Emsal Mahkeme Kararı Konya Bölge Adliye Mahkemesi 4. Hukuk Dairesi 2022/105 E. 2022/364 K. 16.02.2022 T.

Görüntülediğiniz mahkeme kararı kesinleşmiş bir karardır.

T.C. KONYA BAM 4. HUKUK DAİRESİ Esas-Karar No: …
T.C.
KONYA
BÖLGE ADLİYE MAHKEMESİ
4. HUKUK DAİRESİ

DOSYA NO : …
KARAR NO : …

T Ü R K M İ L L E T İ A D I N A
İ S T İ N A F K A R A R I

BAŞKAN : …
ÜYE :…
ÜYE :…
KATİP : …

İNCELENEN KARARIN
MAHKEMESİ : KONYA …. ASLİYE TİCARET MAHKEMESİ
TARİHİ : 16.09.2021
NUMARASI : …. Esas -…. Karar

DAVACI : ….
VEKİLİ : Av. …

DAVALI : …

DAVANIN KONUSU : İtirazın İptali (Haksız Eylemden Kaynaklanan Zarar Nedeniyle)

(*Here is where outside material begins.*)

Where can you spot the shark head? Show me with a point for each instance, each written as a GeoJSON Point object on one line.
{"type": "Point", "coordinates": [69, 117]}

İSTİNAF KONUSU : Yargı Yerinin Belirlenmesi
İSTİNAF KARAR TARİHİ : 16.02.2022
İSTİNAF KARARI YAZIM
TARİHİ : 24.02.2022

Konya …. Asliye Hukuk Mahkemesi ile Konya … Asliye Ticaret Mahkemesi’nin ayrı ayrı görevsizlik kararı vermesi nedeniyle yargı yerinin belirlenmesi amacıyla Dairemize gönderilen dosyanın yapılan incelemesi sonunda:
GEREĞİ GÖRÜŞÜLÜP DÜŞÜNÜLDÜ:
Davacı vekili dava dilekçesiyle; 10.11.2018 tarihinde davacı şirkete … numaralı poliçe ile kasko sigortalısı bulunan …..’ya ait, kendi sevk ve idaresindeki …. plakalı araca sürücüsü tespit edilemeyen ….. plaka sayılı aracın çarpışması sonucu trafik kazası meydana geldiğini, kazada sigortalı araçta meydana gelen hasar bedeli olan 1.969,01 TL’nin davacı şirket tarafından 14.12.2018 tarihinde ödendiğini, kazada ….. plakalı araç sürücüsünün kusurlu olduğu kanaatine varıldığını, TTK’nın 1472. maddesinin halefiyet ilkesi gereğince tazminatı ödeyen davacı şirketin ödediği tazminatın tahsili için Konya … İcra Müdürlüğü’nün ….. E. sayılı dosyasından icra takibine başladığını, davalı tarafından yapılan itiraz neticesinde takibin durduğunu beyan etmiş ve davalının bu takibe yaptığı itirazın iptali ile takibin devamına, davalının takip konusu alacağın % 20’sinden az olmamak üzere tazminata mahkum edilmesini talep ve dava etmiştir.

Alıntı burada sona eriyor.